Yesterday I competed in my 3rd RX’d competition (and amazingly I placed 3rd), this aligns with one of my NYR of competing as much as possible, preferably once a month if I am able. But while I was competing, I found that what I love most about competing is being around strong women who are only there to be their daily bests. That’s what crossfit is about. None of us workout together, none of us know each other’s strengths and weaknesses. We only know our bodies and our personal bests… so we push as hard as we can and we hope that it’s good enough. I just love that…
But that’s not why I am posting today. I am posting today because of what happened going into the final workout for the competition.

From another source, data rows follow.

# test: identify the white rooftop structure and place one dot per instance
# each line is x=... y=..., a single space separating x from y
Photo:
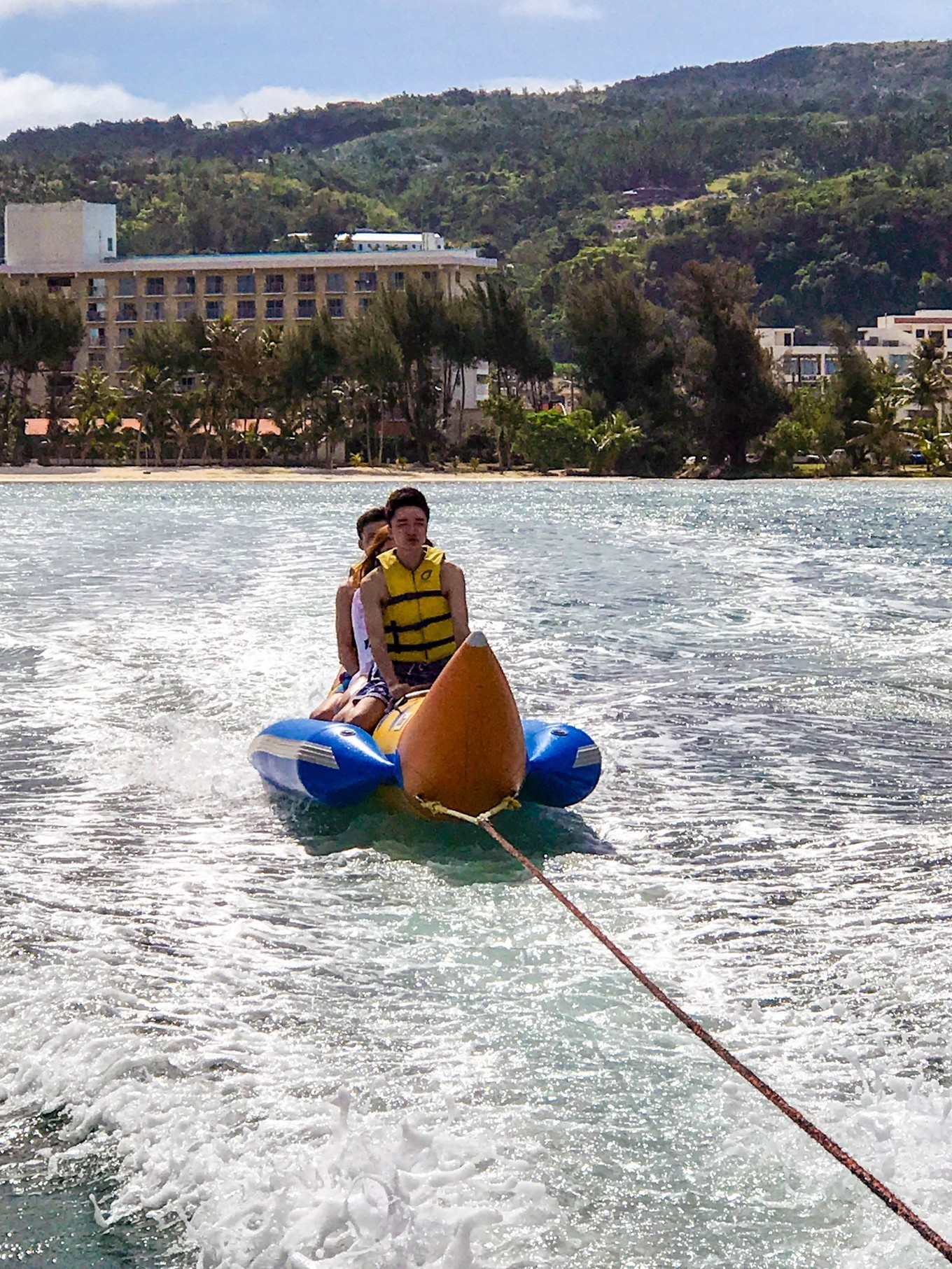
x=59 y=235
x=370 y=240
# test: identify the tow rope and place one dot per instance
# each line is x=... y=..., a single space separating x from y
x=883 y=1192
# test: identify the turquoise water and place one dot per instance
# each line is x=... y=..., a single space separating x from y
x=265 y=1038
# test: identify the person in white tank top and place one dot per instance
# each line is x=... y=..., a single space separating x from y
x=354 y=644
x=362 y=640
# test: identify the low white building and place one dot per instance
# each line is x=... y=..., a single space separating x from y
x=894 y=340
x=368 y=240
x=799 y=363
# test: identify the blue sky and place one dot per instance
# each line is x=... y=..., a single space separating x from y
x=69 y=60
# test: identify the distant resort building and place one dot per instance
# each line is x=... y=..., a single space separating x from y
x=894 y=339
x=368 y=240
x=71 y=249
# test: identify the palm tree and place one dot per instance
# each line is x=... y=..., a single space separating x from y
x=37 y=332
x=94 y=401
x=153 y=399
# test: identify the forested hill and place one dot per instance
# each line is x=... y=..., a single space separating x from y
x=856 y=78
x=830 y=170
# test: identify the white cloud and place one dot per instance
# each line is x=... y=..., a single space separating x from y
x=259 y=104
x=36 y=101
x=566 y=9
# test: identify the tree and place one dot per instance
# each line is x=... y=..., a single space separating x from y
x=304 y=365
x=736 y=393
x=624 y=344
x=508 y=415
x=930 y=379
x=372 y=358
x=853 y=385
x=503 y=337
x=98 y=407
x=880 y=440
x=153 y=400
x=551 y=440
x=37 y=332
x=612 y=438
x=414 y=320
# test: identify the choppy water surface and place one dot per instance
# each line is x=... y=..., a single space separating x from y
x=263 y=1038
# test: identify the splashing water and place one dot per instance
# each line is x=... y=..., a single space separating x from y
x=262 y=1036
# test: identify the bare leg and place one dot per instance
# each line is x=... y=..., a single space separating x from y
x=363 y=713
x=328 y=708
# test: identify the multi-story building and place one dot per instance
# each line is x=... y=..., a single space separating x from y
x=71 y=249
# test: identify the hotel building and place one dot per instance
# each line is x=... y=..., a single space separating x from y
x=71 y=249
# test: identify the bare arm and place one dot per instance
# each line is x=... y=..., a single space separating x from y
x=343 y=624
x=455 y=589
x=374 y=593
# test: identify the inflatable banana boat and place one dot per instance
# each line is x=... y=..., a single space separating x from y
x=460 y=745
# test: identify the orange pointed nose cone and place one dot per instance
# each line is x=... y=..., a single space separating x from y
x=465 y=745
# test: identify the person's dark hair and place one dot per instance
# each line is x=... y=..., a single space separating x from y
x=407 y=496
x=368 y=517
x=374 y=552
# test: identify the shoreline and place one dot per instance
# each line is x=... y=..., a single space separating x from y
x=37 y=475
x=265 y=475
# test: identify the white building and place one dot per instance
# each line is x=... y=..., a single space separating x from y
x=894 y=340
x=799 y=363
x=368 y=240
x=897 y=337
x=48 y=237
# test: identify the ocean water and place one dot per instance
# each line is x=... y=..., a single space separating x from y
x=238 y=1033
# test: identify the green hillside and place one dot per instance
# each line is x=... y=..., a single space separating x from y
x=828 y=170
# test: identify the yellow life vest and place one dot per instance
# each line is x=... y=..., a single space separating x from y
x=416 y=619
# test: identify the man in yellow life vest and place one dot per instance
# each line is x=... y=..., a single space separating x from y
x=415 y=612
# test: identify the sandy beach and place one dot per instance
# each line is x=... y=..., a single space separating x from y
x=34 y=474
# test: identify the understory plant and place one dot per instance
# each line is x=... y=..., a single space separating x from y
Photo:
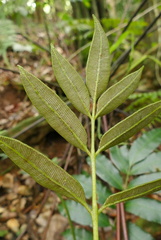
x=93 y=99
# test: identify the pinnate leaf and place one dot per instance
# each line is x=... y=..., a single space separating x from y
x=118 y=93
x=43 y=170
x=71 y=82
x=133 y=193
x=98 y=63
x=54 y=110
x=128 y=127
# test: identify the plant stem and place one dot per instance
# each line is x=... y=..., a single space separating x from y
x=69 y=218
x=94 y=188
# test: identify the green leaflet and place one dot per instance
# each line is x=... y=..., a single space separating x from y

A little back story though, in December I competed for the first time in Las Vegas. I competed RX in a competition, assuming I wouldn’t make it to the final round which the standards clearly showed “Bar Muscle-Ups”… which is a movement I have yet to figure out. But, only 7 girls were in my divisions so I ultimately ended up in the final workout.. (Don’t worry I let my judge know that I was NOT supposed to make it this far) And in it was this movement I didn’t have. Thankfully, though there were 3 different final workouts so I was able to redeem myself… but as I went into the workout with the bar muscle-ups, I called to the crowd for a coach to help guide me through the movement, I even asked my judge to help me as I attempted, and failed at trying. But the crowd was supporting me as I tried and tried and tried. So finally when that workout ended, and I placed last, I went into the final workout motivated by the crowd and ended up getting first! So I got 5th in the competition–better than I had expected of myself…
So this brings me to yesterday. Prior to starting the final workout that helped ensure my third place finish a woman stopped me to ask if I was the one from the Crossfit Competition that couldn’t do bar muscle ups… after I confirmed her that that was in fact me, she looked at me and said “Thank you.” As I stood there looking confused, she continued to explain to me that my courage to enter a competition as RX even though I didn’t have quite all the movements for, inspired her to compete in the competition as RX’d instead of as scaled. I had given her the inspiration to push herself even if she would fail…
That to me was better than any trophy, any placement, any reward I got from competing. That was my inspiration, and that is why I am so motivated to compete! So as I continue on my crossfit journey, push yourself to compete, even if you can’t do everything, even if you might fail, you might not realize that you are inspiring someone else to face their own fears.
Now, competing has changed my mindset. I know I am not the best, I may never be, but I know that I can and will always push myself to be my best. And maybe I can help inspire people, and maybe they will help inspire me… you just have to try.
How have you been inspired? Who has helped inspire you?